Cancer Cell Apoptosis Induced by 43

Although the dual TOP1 and TDP1 inhibitor 43 exhibited only weak TOP1 inhibitory potency (+), it showed high cytotoxicity against both HCT-116 and MCF-7 cells. To assess the induction of apoptosis by 43, flow cytometry assays were conducted in MCF-7 cells. After being incubated with 43 for 24 hours, the apoptotic MCF-7 cells, especially late apoptotic cells significantly increased in a dose-dependent manner (Figure 6C). At 4 µM concentration, 43 induced approximately late apoptosis in 28.58% cells.

Conclusion

In summary, a series of 11- and 12-substituted benzophenanthridinone derivatives was synthesized and evaluated for TOP1 and TDP1 inhibition against purified TOP1 and TDP1 and in cells, and cytotoxicity against two human cancer cell lines, colon carcinoma HCT116 and breast cancer MCF-7. The TOP1-mediated DNA cleavage assays indicate that the aminoalkoxy displacement at both 11- and 12-position is favorable for TOP1 inhibition. Two derivatives 12 and 38 showed strong TOP1 inhibition (+++), and four compounds 17, 19, 20, and 40 showed moderate potency (++). Furthermore, we demonstrate that the novel TOP1 inhibitor 38 induces TOP1ccs in MCF-7 cells, as detected through ICE assays. TDP1-based gel assays indicate that a longer aminoalkoxy side chain at the 11-position is favorable for TDP1 inhibition. Four compounds 35, 37, 39, and 43 showed TDP1 inhibitory potency with IC₅₀ values ranging from 10 to 18 µM. Three of them 37, 39, and 43 also showed weak TOP1 inhibition (+). And the most potent TOP1 inhibitor 38 (+++) also showed weak TDP1 inhibition (37–111 µM). MTT assay indicated that fifteen compounds 12, 14, 17-20, 23, 35–39, 41, 43, and 44 exhibit high cytotoxicity against both HCT-116 and MCF-7 cells with GI₅₀ values at micromolar concentrations.

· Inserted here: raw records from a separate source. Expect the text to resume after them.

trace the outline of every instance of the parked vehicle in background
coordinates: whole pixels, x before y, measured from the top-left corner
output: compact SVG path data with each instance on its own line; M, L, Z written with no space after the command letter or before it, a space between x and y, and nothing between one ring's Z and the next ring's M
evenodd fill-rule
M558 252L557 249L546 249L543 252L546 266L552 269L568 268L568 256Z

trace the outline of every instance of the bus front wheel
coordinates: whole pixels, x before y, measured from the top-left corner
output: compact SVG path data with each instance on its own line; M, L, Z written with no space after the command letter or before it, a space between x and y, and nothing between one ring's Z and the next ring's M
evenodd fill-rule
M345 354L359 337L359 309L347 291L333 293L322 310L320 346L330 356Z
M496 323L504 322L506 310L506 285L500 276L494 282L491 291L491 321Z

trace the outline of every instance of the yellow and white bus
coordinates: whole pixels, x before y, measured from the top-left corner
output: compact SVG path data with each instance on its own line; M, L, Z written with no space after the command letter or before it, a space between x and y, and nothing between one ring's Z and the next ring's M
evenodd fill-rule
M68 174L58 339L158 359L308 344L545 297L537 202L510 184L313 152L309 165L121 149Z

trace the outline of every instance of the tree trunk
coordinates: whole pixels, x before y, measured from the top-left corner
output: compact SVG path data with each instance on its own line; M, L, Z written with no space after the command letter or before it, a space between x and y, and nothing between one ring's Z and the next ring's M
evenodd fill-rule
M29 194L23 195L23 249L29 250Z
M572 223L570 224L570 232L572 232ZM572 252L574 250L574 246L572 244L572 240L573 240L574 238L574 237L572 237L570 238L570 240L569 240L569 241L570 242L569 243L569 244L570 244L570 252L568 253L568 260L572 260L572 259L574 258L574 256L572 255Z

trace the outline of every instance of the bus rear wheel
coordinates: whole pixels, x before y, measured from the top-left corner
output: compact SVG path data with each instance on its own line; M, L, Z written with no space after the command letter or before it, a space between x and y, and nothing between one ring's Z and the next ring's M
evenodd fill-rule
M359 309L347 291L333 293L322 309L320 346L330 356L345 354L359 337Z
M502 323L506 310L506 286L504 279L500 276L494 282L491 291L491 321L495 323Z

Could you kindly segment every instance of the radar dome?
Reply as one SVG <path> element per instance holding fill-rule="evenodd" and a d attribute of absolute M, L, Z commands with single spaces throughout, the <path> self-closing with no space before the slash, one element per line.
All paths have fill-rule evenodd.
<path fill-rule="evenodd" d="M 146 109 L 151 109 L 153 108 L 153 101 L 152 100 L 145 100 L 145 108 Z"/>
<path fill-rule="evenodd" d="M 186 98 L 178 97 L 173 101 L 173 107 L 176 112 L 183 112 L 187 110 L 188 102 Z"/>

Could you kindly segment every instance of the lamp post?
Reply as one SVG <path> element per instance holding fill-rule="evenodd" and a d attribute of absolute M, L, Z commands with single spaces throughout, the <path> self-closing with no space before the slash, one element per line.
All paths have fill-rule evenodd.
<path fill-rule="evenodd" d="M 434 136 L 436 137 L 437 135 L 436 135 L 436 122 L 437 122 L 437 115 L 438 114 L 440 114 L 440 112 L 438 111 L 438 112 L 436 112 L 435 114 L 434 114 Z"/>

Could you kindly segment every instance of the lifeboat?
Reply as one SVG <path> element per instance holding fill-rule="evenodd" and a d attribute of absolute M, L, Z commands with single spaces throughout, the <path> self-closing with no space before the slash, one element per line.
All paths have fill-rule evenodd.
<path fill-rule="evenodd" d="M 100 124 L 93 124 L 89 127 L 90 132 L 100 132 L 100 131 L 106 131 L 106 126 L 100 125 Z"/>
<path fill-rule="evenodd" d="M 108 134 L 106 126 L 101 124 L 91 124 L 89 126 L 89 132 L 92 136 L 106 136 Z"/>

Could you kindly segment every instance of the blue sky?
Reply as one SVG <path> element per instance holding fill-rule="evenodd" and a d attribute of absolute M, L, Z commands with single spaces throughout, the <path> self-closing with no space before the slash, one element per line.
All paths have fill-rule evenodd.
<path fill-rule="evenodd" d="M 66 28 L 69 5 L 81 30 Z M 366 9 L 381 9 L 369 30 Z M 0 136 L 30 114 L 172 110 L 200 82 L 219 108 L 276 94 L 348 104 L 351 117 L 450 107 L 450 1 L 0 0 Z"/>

The dual TOP1 and TDP1 inhibitor 38 showed the highest cytotoxicity for HCT-116 (0.25 ± 0.02 µM), and compound 19 showed the highest cytotoxicity for MCF-7 (0.93 ± 0.07 µM). The combination treatment indicated that both the dual TOP1 and TDP1 inhibitor 43 and the selective TDP1 inhibitor 35 showed strong synergistic cytotoxicity in combination with TPT in both MCF-7 and MCF-7/TDP1 cells. The most potent TDP1 inhibitor 43 was found to induce cellular TDP1ccs, and enhanced TPT-induced DNA damage in MCF-7 cells, resulting in apoptosis. Our previous SAR analysis indicated that the 5-aminoalkyl substituent can increase the dual TOP1 and TDP1 inhibition of benzophenanthridinone derivatives^[37,46,75]. Therefore, modifications of benzophenanthridinone derivatives at 5,11-positions fare warranted for the discovery of dual TOP1 and TDP1 inhibitors.

Experimental Section

General experiments

All chemical reagents for synthesis were purchased from local commercial suppliers and were used without further purification unless otherwise indicated. The key intermediates 9 and 30 were prepared in our lab according to the reported method^[76,79]. Chemical reaction courses were monitored by silica gel GF₂₅₄ thin layer chromatography. Melting points were determined in open capillary tubes on a MPA100 Optimelt Automated Melting Point System without being corrected. Nuclear magnetic resonance spectra were recorded on a Bruker AVANCE III 400 MHz or 500 MHz spectrometer using tetramethylsilane as an internal reference. The high-resolution mass spectra (HRMS) were analyzed on a SHIMADZU LCMS-IT-TOF mass spectrometer. All compounds tested for biological activities were analyzed by HPLC and their purities were more than 95%. The analysis condition is: detection at 220 nm, 1.0 mL/min flowrate, a linear gradient of 50%−15% PBS buffer (pH = 3) and 50%−85% MeOH in 30 min.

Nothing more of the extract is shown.